N-terminal amino acid sequence of the histidine-rich protein from Plasmodium lophurae

Abstract

We have determined the N-terminal amino acid sequence of the first 25 amino acids of the histidine-rich protein (HisRP) isolated from granules of the avian malaria parasite Plasmodium lophurae. The protein was purified from cytoplasmic granules and shown to be 65.2 mol % histidine, close to the previously described value of 73 mol % histidine (Kilejian (1974) J. Biol. Chem. 249, 4650–4655). Ten of the first 25 residues were histidine, five of which formed the sequence His-His-His-His-His (positions 14–18). Also notable was the presence of eight acidic residues within the N-terminal 25 residues. HisRP contained no detectable carbohydrate. When the HisRP was biosynthetically labeled in cultured infected erythrocytes, incorporation of [ 3H]His greatly exceeded [ 3H]Ile. Labeled HisRP was not solubilized with 1% w/v Triton X-100 but could be solubilized with ⩾ 1% w/v sodium dodecyl sulfate. On sodium dodecyl sulfate-polyacrylamide gel electrophoresis the [ 3H]His labeled protein migrated as a doublet ( M r 53 000 and 50 000).
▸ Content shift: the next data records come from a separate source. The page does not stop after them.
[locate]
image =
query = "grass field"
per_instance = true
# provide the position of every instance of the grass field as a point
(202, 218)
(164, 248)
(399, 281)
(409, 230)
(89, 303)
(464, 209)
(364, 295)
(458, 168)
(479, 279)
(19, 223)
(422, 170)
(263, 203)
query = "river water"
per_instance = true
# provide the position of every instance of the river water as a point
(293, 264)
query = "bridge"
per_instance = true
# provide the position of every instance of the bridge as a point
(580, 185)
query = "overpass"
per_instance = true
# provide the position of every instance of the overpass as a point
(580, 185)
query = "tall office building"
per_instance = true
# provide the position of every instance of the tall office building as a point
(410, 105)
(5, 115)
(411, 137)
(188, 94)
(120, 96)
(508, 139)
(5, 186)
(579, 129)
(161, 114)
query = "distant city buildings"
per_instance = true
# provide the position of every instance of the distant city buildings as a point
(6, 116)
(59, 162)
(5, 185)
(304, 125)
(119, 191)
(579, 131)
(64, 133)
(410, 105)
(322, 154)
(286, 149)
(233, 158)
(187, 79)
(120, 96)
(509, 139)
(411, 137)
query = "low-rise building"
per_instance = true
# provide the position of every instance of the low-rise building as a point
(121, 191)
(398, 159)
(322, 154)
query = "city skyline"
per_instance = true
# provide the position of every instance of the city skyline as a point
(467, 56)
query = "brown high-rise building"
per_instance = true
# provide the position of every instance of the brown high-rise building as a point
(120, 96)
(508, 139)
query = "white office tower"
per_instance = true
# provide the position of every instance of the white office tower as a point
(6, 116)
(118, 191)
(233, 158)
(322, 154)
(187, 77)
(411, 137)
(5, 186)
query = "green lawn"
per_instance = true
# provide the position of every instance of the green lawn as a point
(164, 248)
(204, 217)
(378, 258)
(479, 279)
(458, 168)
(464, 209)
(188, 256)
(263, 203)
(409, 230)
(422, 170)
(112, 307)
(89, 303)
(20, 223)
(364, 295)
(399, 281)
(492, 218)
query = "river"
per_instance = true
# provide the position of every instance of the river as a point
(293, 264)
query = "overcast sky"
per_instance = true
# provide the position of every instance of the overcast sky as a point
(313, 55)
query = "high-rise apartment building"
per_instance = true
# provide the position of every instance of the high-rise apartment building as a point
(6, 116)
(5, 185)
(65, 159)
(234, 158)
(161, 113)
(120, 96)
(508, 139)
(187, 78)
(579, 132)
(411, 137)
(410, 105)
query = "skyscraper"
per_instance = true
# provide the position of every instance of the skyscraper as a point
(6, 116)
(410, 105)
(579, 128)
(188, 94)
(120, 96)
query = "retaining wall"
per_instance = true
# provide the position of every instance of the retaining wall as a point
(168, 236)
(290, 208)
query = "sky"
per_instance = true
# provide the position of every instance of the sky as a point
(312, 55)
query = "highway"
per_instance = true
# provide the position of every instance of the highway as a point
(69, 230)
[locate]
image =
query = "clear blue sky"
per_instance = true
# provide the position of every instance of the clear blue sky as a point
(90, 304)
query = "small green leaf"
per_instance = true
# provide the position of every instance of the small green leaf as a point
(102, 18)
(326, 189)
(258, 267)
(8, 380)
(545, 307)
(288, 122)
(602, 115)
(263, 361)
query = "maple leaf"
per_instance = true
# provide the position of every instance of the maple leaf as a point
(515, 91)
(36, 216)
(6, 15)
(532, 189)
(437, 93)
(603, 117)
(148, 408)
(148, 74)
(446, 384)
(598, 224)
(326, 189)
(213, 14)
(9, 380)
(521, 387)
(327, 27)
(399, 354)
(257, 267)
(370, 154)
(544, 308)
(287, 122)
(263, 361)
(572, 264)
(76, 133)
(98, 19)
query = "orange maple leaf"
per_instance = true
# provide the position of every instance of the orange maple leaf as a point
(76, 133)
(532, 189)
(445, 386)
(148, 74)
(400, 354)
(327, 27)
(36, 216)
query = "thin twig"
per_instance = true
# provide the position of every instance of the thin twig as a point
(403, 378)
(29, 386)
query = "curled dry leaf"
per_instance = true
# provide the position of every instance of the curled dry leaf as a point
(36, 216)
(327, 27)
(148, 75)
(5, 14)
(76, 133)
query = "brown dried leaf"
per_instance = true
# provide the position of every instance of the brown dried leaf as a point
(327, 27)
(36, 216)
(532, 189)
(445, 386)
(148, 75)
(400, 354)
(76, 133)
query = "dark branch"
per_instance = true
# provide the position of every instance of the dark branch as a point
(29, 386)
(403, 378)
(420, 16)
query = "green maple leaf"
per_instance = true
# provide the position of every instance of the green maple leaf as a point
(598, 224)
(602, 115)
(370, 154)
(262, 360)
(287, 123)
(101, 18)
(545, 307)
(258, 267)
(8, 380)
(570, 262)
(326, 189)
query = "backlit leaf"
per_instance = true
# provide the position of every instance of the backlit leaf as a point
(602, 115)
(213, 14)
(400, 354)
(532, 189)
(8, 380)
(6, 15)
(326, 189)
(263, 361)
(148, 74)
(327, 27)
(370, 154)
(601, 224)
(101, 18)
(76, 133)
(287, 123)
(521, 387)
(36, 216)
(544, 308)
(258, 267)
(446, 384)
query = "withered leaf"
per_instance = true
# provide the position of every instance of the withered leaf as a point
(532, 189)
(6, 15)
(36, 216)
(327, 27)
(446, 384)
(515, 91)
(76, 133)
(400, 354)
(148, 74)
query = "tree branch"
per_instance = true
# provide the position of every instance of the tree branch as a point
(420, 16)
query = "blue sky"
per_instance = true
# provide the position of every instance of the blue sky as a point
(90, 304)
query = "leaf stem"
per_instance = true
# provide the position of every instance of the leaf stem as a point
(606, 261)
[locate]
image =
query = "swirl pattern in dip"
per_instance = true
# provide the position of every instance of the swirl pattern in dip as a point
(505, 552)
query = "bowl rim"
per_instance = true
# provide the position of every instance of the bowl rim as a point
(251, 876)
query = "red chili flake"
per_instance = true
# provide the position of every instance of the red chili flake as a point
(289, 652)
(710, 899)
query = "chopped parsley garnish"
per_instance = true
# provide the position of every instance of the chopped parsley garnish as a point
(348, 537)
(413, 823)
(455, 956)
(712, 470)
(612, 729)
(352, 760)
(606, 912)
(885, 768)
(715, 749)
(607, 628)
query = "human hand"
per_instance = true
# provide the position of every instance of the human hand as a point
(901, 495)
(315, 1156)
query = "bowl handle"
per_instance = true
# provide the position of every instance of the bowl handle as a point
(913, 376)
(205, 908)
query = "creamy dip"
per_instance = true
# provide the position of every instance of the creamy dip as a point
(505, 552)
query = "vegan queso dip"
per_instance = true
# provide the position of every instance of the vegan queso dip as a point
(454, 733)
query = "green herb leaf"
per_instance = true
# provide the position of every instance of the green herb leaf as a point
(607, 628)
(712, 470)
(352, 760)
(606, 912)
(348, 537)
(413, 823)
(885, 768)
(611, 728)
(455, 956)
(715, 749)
Only one of these bands ( M r 53 000) comigrated with the Coomassie Blue stained protein isolated by the acid-extraction procedure from purified granules. The amino acid composition of HisRP and presence of five contiguous histidine residues in the sequence studied here suggests that other sequences of several contiguous histidine residues must exist in this molecule.